The Telest Seer
Gray gave Shel an hour and a half to refresh himself.
Then he walked through the open door into Shel’s room and hopped up on the table, crossing his legs beneath him. A stack of books sat next to him under the window, and as the moments passed and Shel did not emerge from his dressing room, Gray grabbed the top volume and glanced at the spine: The Love Story of Isa and Urden. He nearly snorted.
“Research, Shel?” he said.
At the sound of his voice, the servant who had just set a vase of flowers next to the bed straightened up and looked around the room, eyes wide. When she crept out a few moments later, she still had that tense, bent-shouldered look of someone who had just seen a ghost. Or heard one, in this case. She shut the door behind her, and Gray could nearly imagine her locking it from the outside.
He was on the second chapter when the dressing room door finally opened, and Shel appeared. His hair was still damp from his bath, and he didn’t seem to like the belt he was wearing because he kept pulling at it.
Gray set the book on his lap and watched.
The sage glanced through the room and his gaze stopped on the window, the one closer to the bed. Walking over to it, he leaned against the sill and peered down into the courtyard, and there he spied on people for about half an hour. The longer Shel stood at the window, the harder it was for Gray to keep his mouth shut and not laugh aloud.
Eventually Shel turned around, and his attention swept the table where Gray was sitting. He looked away—and then looked back, frowning at the stack of books that was now one fewer than it was the last time he’d stood in this room.
“You have an excellent eye for detail, my friend. And a keen interest in observing others from a distance.” Gray shifted, taking a form the lander’s eyes could behold.
Shel grinned and shook his head. “Not just from a distance, I assure you.” Nodding toward the book in Gray’s hands, Shel said, “I should have known you would pick a love story about the islands.”
“It was the top one.”
“Yet you picked it.”
“I told you—it was on the top. If I had taken the time to sort the books, I might have caused your poor servant to collapse in terror.”
“Well, if you had come into the room like a regular person, you could have sorted to your heart’s satisfaction.” A smirk wrinkled Shel’s nose. “Perhaps you did sort to your heart’s satisfaction, eh?”
“I have better, more direct ways of learning what I need to learn about the islands than a book written two hundred years ago. And by a man who was not an Islander himself.”
“He lived on the islands for four years as he wrote this book.”
“How long have you lived on the islands, Shel?”
Shel pretended to give the matter deep consideration. He reached up and rubbed his chin, where he had left several days’ worth of beard unshaven. “If I collect all the times I have visited and consider them together, then perhaps thirty-three years?”
“Then you are a much better reference for me than a reader who wrote love novels.”
Laughing, Shel walked up to the table, turned around, and hoisted himself up, sitting next to Gray with the stack of books between them.
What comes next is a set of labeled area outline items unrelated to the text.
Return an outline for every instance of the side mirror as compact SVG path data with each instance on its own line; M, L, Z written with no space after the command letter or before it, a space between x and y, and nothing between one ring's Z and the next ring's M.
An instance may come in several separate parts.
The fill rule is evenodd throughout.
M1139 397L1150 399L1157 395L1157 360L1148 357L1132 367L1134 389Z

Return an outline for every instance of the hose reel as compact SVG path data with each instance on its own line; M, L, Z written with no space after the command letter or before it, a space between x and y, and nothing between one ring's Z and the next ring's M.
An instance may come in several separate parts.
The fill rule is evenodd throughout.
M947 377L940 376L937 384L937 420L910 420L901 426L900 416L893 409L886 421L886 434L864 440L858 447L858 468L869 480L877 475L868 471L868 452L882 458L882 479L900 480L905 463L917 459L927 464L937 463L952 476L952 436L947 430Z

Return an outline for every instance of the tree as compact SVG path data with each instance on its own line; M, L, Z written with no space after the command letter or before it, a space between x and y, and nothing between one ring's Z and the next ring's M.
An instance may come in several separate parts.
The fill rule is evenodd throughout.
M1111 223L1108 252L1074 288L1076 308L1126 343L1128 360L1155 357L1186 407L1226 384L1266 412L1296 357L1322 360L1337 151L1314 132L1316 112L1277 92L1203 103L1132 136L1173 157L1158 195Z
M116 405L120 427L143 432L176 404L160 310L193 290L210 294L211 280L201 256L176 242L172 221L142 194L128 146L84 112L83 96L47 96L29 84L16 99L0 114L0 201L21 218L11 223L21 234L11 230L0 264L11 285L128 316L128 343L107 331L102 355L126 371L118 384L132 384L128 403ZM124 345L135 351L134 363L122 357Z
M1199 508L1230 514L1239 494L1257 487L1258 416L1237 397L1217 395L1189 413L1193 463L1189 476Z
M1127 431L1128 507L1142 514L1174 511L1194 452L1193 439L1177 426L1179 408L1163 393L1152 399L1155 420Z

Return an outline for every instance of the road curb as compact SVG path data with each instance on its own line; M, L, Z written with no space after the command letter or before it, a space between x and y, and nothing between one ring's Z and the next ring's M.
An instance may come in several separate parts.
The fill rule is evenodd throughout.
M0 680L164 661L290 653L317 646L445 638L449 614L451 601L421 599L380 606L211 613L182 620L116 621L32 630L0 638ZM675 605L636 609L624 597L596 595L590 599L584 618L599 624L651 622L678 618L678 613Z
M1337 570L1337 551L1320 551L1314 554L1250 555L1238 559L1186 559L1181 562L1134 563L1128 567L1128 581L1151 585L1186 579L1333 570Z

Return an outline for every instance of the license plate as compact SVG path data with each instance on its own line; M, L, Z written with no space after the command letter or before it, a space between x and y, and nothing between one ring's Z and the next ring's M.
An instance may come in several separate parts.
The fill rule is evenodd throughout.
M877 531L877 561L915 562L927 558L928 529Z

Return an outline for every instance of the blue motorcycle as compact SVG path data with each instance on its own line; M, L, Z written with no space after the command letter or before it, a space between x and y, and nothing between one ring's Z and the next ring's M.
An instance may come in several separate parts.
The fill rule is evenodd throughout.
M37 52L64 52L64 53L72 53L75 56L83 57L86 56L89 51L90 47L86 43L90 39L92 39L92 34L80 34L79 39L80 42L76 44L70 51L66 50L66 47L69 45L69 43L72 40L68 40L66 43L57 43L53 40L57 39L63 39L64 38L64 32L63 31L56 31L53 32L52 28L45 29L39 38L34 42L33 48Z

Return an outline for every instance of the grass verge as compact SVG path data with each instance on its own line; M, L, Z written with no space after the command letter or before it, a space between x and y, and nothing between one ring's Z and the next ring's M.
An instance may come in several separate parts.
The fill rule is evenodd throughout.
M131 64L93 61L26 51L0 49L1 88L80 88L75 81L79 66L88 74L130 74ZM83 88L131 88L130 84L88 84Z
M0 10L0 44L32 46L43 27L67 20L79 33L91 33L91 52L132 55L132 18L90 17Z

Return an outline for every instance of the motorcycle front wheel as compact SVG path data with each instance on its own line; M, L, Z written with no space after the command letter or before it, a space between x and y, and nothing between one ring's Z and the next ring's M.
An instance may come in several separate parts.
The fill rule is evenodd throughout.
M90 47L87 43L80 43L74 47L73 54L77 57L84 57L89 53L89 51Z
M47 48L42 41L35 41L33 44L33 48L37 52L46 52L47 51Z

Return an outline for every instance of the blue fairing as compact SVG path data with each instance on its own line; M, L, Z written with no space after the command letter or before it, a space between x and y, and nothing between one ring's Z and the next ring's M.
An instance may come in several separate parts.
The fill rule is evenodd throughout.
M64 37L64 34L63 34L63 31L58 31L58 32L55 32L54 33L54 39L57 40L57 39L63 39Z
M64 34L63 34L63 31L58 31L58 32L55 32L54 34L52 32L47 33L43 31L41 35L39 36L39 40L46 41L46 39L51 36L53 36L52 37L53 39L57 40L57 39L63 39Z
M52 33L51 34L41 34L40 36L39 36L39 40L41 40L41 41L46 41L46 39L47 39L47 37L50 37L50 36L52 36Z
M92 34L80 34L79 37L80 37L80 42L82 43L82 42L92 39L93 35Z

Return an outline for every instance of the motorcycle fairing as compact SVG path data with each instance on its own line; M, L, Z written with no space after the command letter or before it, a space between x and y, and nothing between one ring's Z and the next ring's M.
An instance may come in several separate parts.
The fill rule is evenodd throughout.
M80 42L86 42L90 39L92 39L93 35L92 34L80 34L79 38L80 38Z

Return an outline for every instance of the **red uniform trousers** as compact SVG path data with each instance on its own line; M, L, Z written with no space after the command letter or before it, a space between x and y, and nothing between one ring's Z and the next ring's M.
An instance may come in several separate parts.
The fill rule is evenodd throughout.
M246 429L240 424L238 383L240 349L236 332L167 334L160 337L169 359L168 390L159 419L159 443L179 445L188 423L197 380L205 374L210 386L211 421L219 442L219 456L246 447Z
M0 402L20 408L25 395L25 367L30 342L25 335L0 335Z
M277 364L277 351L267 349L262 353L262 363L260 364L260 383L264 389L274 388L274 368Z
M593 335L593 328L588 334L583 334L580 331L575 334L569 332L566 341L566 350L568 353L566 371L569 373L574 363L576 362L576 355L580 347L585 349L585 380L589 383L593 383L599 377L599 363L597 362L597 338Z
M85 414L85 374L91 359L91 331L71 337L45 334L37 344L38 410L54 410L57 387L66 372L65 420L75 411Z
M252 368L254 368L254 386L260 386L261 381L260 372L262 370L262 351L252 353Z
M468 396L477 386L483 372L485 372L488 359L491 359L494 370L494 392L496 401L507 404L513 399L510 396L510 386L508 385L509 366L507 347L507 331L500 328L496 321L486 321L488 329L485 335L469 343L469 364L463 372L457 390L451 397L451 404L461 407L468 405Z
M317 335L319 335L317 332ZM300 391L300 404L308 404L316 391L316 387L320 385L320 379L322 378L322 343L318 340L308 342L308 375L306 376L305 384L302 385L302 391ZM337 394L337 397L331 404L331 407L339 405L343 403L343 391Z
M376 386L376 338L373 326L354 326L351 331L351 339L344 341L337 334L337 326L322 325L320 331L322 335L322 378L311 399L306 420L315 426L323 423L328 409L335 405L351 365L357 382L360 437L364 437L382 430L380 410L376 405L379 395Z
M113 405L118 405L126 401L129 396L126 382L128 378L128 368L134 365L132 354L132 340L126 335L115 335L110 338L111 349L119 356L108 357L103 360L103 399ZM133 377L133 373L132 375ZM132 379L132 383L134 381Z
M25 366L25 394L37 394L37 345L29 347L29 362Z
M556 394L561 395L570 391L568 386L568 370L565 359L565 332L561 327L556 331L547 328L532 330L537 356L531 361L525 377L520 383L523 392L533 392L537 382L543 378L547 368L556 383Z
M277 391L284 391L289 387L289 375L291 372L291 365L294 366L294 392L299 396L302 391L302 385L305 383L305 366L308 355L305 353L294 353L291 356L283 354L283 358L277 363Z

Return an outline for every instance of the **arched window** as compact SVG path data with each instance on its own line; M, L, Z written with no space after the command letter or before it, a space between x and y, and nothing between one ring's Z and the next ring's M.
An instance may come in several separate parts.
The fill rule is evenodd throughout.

He lifted the top book and studied it a moment, but then a sigh escaped him. “This is an unfortunate situation, my friend.”
No explanation was needed. Gray murmured, “Unfortunate indeed.”
“The House of Rayme is the backbone of the continent.” Shel snapped the book shut. “If the enemy can succeed in damaging our spine, we will not have strength to stand against him. What alarms me the most about Gannon Dre is that he knew what was about to befall the spine. Not the king himself, mind you—yet a member of the king’s family. And he did nothing.”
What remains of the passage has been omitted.